Algumas estratégias úteis para monitorar coronavírus, como testagem de esgotos, podem não adiantar muita coisa para um vírus que por enquanto está se espalhando mais em áreas rurais, pelo menos nos EUA. Acreditar que, porque já fazemos anualmente vacinas para gripe, seria rápido e fácil produzir uma vacina eficaz para o novo H5N1 também pode ser enganoso.

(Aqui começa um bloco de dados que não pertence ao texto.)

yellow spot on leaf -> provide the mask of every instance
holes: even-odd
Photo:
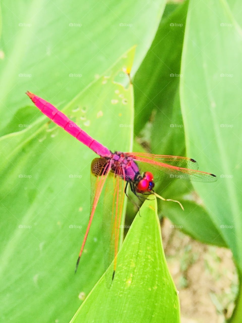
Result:
[[[86,294],[84,292],[81,292],[78,295],[78,298],[81,301],[84,301],[86,298]]]

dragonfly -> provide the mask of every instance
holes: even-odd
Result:
[[[106,195],[113,194],[112,201],[110,197],[104,199],[109,203],[104,213],[110,215],[109,222],[112,225],[110,236],[108,240],[110,245],[107,266],[114,260],[112,276],[113,280],[117,266],[117,255],[119,241],[119,228],[122,213],[125,195],[128,198],[127,189],[129,185],[131,192],[140,199],[147,198],[151,194],[165,201],[178,201],[165,199],[154,190],[155,176],[153,172],[158,174],[157,179],[164,175],[171,178],[181,178],[190,181],[201,182],[214,182],[217,180],[213,174],[198,170],[198,165],[192,158],[179,156],[156,155],[145,152],[124,152],[118,151],[112,152],[106,147],[89,136],[85,131],[70,120],[63,112],[49,102],[27,91],[26,94],[35,106],[44,114],[70,134],[91,149],[98,158],[94,159],[91,165],[91,175],[95,179],[92,190],[92,198],[89,222],[85,233],[76,262],[76,272],[81,257],[84,250],[92,221],[98,201],[107,178],[113,178],[113,185],[108,186]],[[149,170],[142,172],[141,170]],[[109,192],[108,188],[113,192]],[[91,191],[92,192],[92,191]],[[112,205],[111,205],[112,204]],[[111,214],[109,214],[111,213]],[[109,231],[110,232],[110,231]]]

Nesta fase do “por enquanto”, o que pode realmente ser feito? Em primeiro lugar, monitorar e testar rebanhos e trabalhadores rurais, não ficar esperando a doença se anunciar. Segundo, considerar a possibilidade de já ir vacinando rebanhos e trabalhadores rurais, diminuindo a probabilidade de o vírus acumular mutações e adquirir a capacidade de se replicar e se transmitir entre humanos. Finalmente, investir em uma vacina mais moderna, de mRNA, que seja mais fácil e rápido de produzir em escala, caso necessário. E todas estas ações precisam ser muito bem comunicadas ao público, com transparência e didática, para gerar uma relação de confiança a cada passo. Senão, teremos novamente problemas de desinformação ou informação incompleta circulando sobre testagem, gravidade da doença e vacinas.

O que não podemos ter é uma epidemia estilo eterno retorno, como bem descreveu a diretora do Centro de Pandemias da Universidade de Brown, nos EUA, Jennifer Nuzzo: “Estamos travados em modo reativo! Não deveríamos ficar esperando evidência de que o vírus já é devastador, deveríamos agir para impedir isso”.